The researcher interviewed for the piece, Donna Ryan of the Pennington Biomedical Research Center in Baton Rouge, said that this biological disconnect amounts to what she calls a "caloric handicap" for people who diet. Essentially, if someone loses 50 pounds to hit a goal of 150, that person can't eat the same amount of calories in a day to maintain that weight as a friend who has always weighed around 150. So it's not about hitting a target once and then resuming past behaviors; it's about adopting a lifelong strategy of healthy eating and exercising. This, of course, requires a lot of willpower.

If you'd like to learn more about our frenemy leptin, check out this video from the Center for Genetic Medicine's Silverstein Lecture Series. It features Jeffrey Friedman, a professor at The Rockefeller University who first discovered the hormone.




Listen, it is believed that leptin acts as a lipostato: when the amount of fat stored in adipocytes rises, leptin is released into the bloodstream, which is a signal (negative feedback) that informs the hypothalamus that the body has enough reserves and should suppress the appetite. With increasing mass of adipose tissue beyond the point of balance, increases the synthesis and secretion of leptin are stimulated so many offsetting effects in the hypothalamus: decreased appetite by stimulating anorexigenic peptides (which cause loss of appetite) and suppressing the production of orexigenic peptides (from the Greek orexis means appetite), increased energy expenditure by increasing the basal metabolic rate and body temperature changes in addition to the hormonal equilibrium point to decrease lipogenesis (fat production) and increase lipolysis (use stored fat for energy) in adipose tissue. The regulation of leptin secretion is a long-term, primarily due to changes in the level of body mass and stimulating effects of insulin. However, many obese people have high serum concentrations of leptin or leptin resistance, suggesting that other molecules such as ghrelin, serotonin, cholecystokinin and neuropeptide Y also have an effect on satiety and contribute to the regulation of body weight.
Michael Feder

As I have understood Leptin is a hormone produced and mostly by adipocytes (fat cells) that also occur in the hypothalamus in the placenta and ovaries. I can not understand that there is so much misinformation about this issue as it was discovered in 1994. I wish someone would answer me because it is so common in young people lately ...

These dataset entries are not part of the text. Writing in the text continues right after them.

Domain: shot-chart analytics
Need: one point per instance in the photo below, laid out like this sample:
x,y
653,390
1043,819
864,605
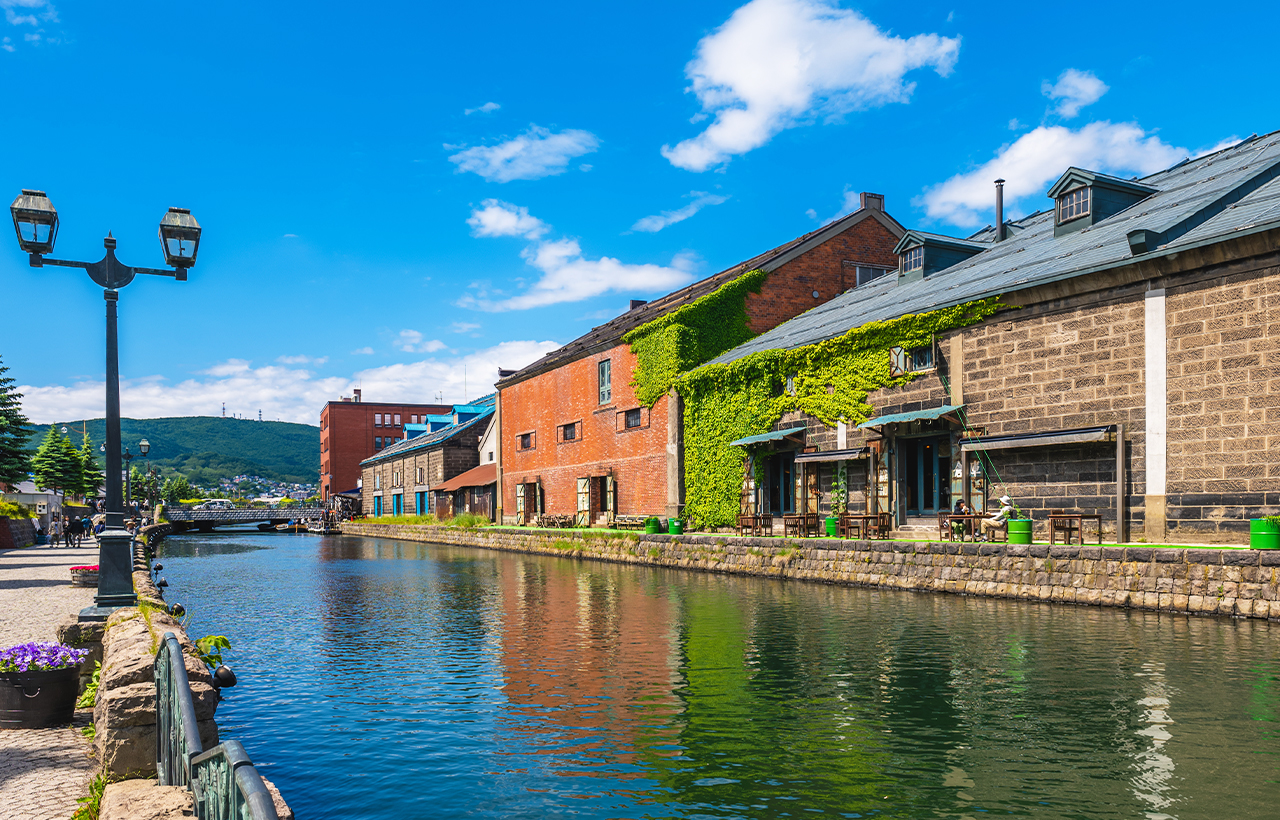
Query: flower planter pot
x,y
1264,535
85,577
35,700
1019,530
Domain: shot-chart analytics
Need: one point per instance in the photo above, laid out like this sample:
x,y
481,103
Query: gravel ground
x,y
42,772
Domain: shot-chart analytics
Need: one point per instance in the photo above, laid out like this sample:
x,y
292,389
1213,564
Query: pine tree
x,y
91,475
14,461
56,465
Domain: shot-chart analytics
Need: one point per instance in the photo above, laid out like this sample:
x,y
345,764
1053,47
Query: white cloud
x,y
535,154
1074,90
416,381
781,63
412,342
502,219
656,223
1042,155
301,360
284,393
566,274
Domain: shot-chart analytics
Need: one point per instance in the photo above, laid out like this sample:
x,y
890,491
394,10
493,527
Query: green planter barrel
x,y
1264,535
1019,530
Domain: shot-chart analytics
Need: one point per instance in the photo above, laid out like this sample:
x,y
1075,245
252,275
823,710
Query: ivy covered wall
x,y
831,381
690,335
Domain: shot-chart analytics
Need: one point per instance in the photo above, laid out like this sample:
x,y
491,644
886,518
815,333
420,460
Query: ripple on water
x,y
394,679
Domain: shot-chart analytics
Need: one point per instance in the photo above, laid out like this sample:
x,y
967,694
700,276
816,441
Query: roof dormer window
x,y
1073,205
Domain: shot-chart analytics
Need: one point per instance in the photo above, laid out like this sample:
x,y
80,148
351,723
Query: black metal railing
x,y
223,780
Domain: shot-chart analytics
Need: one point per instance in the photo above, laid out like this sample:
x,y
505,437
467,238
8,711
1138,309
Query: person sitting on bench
x,y
1000,520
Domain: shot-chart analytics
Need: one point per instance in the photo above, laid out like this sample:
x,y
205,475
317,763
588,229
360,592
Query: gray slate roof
x,y
1200,201
444,434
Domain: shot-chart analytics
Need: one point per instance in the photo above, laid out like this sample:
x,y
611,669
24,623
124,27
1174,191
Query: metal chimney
x,y
1000,210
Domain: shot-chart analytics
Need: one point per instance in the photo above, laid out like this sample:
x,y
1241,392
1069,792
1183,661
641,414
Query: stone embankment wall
x,y
1229,582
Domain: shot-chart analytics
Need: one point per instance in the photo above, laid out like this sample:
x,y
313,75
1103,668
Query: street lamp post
x,y
36,224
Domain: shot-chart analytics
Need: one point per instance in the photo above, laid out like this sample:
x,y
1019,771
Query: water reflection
x,y
398,679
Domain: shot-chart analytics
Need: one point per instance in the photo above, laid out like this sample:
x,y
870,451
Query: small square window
x,y
1073,205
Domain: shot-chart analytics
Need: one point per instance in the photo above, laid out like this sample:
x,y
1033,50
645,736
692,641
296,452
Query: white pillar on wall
x,y
1155,342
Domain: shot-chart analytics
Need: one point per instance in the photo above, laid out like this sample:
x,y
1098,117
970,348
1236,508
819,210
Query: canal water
x,y
389,679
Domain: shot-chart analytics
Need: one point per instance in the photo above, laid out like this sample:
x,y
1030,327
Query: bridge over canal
x,y
206,520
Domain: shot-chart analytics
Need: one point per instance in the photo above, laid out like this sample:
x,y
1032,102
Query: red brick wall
x,y
347,438
789,291
570,394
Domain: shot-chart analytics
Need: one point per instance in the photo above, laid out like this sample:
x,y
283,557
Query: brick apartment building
x,y
1138,376
403,479
574,436
352,430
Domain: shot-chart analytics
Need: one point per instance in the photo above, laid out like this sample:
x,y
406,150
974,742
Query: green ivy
x,y
831,381
690,335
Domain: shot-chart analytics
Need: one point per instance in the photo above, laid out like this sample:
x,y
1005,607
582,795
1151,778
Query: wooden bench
x,y
630,522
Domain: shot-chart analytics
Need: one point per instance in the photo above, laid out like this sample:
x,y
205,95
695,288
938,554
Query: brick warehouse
x,y
402,479
352,430
574,438
1138,376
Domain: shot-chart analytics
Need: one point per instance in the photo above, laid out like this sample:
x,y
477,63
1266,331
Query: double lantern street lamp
x,y
36,224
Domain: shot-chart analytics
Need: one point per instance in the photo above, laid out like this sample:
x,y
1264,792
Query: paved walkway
x,y
42,772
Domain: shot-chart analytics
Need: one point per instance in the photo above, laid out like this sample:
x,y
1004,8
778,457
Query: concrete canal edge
x,y
1243,583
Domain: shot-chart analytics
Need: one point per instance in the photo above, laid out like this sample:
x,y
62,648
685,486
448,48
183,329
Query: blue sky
x,y
406,197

Certain foods can sent a signal to the brain that the body is full. From my own experience I would include : low fat greek yougurt, low fat cottage cheese, and sugar free fudgsicles. I also think that lasting weight-loss is not a function of willpower but is acheived by using one's imagination

from what i have heard: this does not work in humans, because humans are not lacking leptin. these "ob mice" are modified to lack leptin. obese humans are insensitive to leptin not lacking. adding leptin would most likely worsen the insensitivity, long term. much like with insulin: injecting insulin is the least ideal treatment for the insensitive.